Die Familie Schröter, die nicht mehr in der Region lebe, habe sich entschlossen, die Stiftung zwar weiterführen zu lassen, aber sich nicht mehr selbst zu beteiligen, berichtet Landgraf. Er selbst sei dann vor Kurzem zum alleinigen Vorstand gewählt worden. An der Ausrichtung der Stiftung soll sich nichts ändern. Konkret heißt dies, dass weiterhin die Neustadter Tagesbegegnungsstätte Lichtblick sowie der Pfälzische Bibelverein mit dem Neustadter Bibelmuseum unterstützt werde. Auch das Gustav-Adolf-Werk, eine Hilfsorganisation für ausländische Projekte, zählt künftig zu den Begünstigten. Es sei immer das Ziel von Hans Schröter gewesen, mit dem Geld der Stiftung „Gutes für die Stadt und darüber hinaus zu tun“, sagt Landgraf.
Derzeit bis zu 22.000 Euro Ausschüttung
In den 1990er Jahren habe man auch noch in größerem Stil Projekte in Afrika unterstützen können, sagt Landgraf, etwa in Zusammenarbeit mit dem Hungermarsch Landau. Die spätere Niedrigzinsphase habe das erschwert. Als Stiftung müsse man konservativ anlegen, verdeutlicht Landgraf. Das Stiftungskapital umfasse rund 800.000 Euro. Zuletzt seien 20.000 bis 22.000 Euro Ausschüttungen pro Jahr möglich gewesen. Dabei würden zunächst die regelmäßig begünstigten Institutionen bedacht. „Die sollen sich auf unsere Hilfe verlassen können“, sagt Landgraf.

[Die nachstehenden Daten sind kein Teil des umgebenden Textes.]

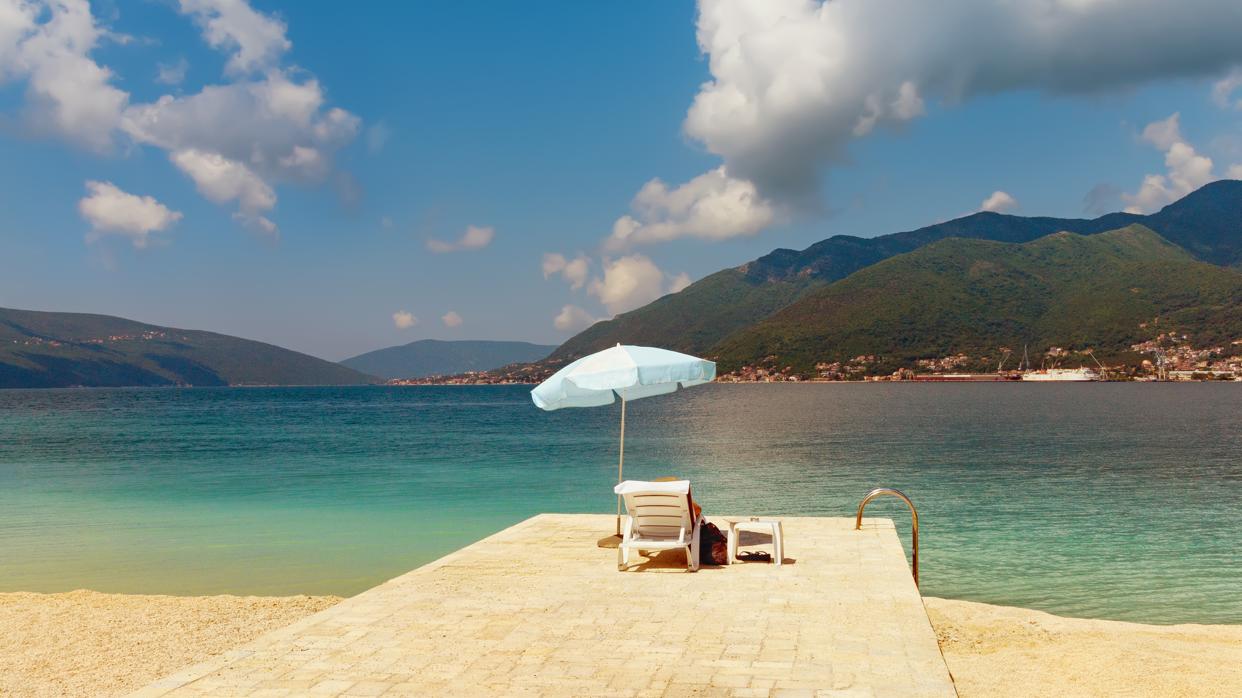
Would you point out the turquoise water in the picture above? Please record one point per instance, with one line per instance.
(1118, 501)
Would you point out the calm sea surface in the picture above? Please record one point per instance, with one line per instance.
(1117, 501)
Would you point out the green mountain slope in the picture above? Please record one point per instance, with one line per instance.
(1206, 222)
(67, 349)
(432, 357)
(974, 296)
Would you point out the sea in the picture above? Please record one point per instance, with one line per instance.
(1108, 501)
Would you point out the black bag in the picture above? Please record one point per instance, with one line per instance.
(713, 545)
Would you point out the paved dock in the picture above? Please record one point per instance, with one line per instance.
(540, 610)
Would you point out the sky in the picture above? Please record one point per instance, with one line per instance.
(337, 178)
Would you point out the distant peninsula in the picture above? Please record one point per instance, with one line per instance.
(41, 349)
(429, 358)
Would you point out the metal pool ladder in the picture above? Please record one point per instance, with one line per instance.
(914, 521)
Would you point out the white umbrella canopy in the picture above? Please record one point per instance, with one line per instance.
(626, 371)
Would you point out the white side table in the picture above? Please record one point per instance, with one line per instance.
(758, 524)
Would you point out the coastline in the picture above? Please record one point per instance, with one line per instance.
(91, 643)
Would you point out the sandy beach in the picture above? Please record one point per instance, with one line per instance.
(1005, 651)
(91, 643)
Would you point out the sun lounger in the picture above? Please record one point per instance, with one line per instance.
(658, 517)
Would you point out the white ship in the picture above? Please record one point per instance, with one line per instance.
(1082, 374)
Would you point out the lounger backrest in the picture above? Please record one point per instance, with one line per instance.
(660, 511)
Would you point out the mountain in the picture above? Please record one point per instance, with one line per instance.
(72, 349)
(1206, 222)
(1104, 291)
(432, 357)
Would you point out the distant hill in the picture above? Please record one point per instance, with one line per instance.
(1207, 224)
(1106, 291)
(434, 357)
(41, 349)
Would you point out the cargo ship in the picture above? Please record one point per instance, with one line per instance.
(1077, 375)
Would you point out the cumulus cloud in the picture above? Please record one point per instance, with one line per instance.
(255, 40)
(573, 271)
(112, 211)
(711, 206)
(795, 81)
(1102, 199)
(627, 283)
(265, 126)
(476, 237)
(999, 203)
(401, 319)
(1186, 169)
(222, 180)
(571, 318)
(67, 93)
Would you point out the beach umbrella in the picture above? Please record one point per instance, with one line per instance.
(621, 371)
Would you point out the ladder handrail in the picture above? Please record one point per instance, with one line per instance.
(914, 521)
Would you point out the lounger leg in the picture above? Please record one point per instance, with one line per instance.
(692, 552)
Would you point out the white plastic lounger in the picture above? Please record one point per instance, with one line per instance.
(658, 517)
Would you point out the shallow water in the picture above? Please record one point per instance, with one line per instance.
(1118, 501)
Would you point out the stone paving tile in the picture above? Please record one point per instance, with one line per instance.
(539, 610)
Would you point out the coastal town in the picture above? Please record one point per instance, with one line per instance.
(1169, 357)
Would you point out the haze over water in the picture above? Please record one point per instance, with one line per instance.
(1118, 501)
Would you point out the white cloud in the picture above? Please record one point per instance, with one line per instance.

So erhielt der Lichtblick laut dem Stiftungsvorsitzenden jüngst 6000 Euro für einen neuen Küchentrakt. Das Bibelmuseum bekommt einen Zuschuss für einen Bibelgarten, der mit Blick auf die Landesgartenschau angelegt wird, und das Gustav-Adolf-Werk kann sich über Geld für ein rumänisches Projekt freuen. Die drei Institutionen sind nun auch mit jeweils einem Vertreter im Beirat der Stiftung vertreten: Robin Rothe (Lichtblick), Heike Haub (Pfälzischer Bibelverein), Markus Zapilko (Gustav-Adolf-Werk). Das fünfköpfige Gremium wird komplettiert von Hans Mauer und Simone Eisele.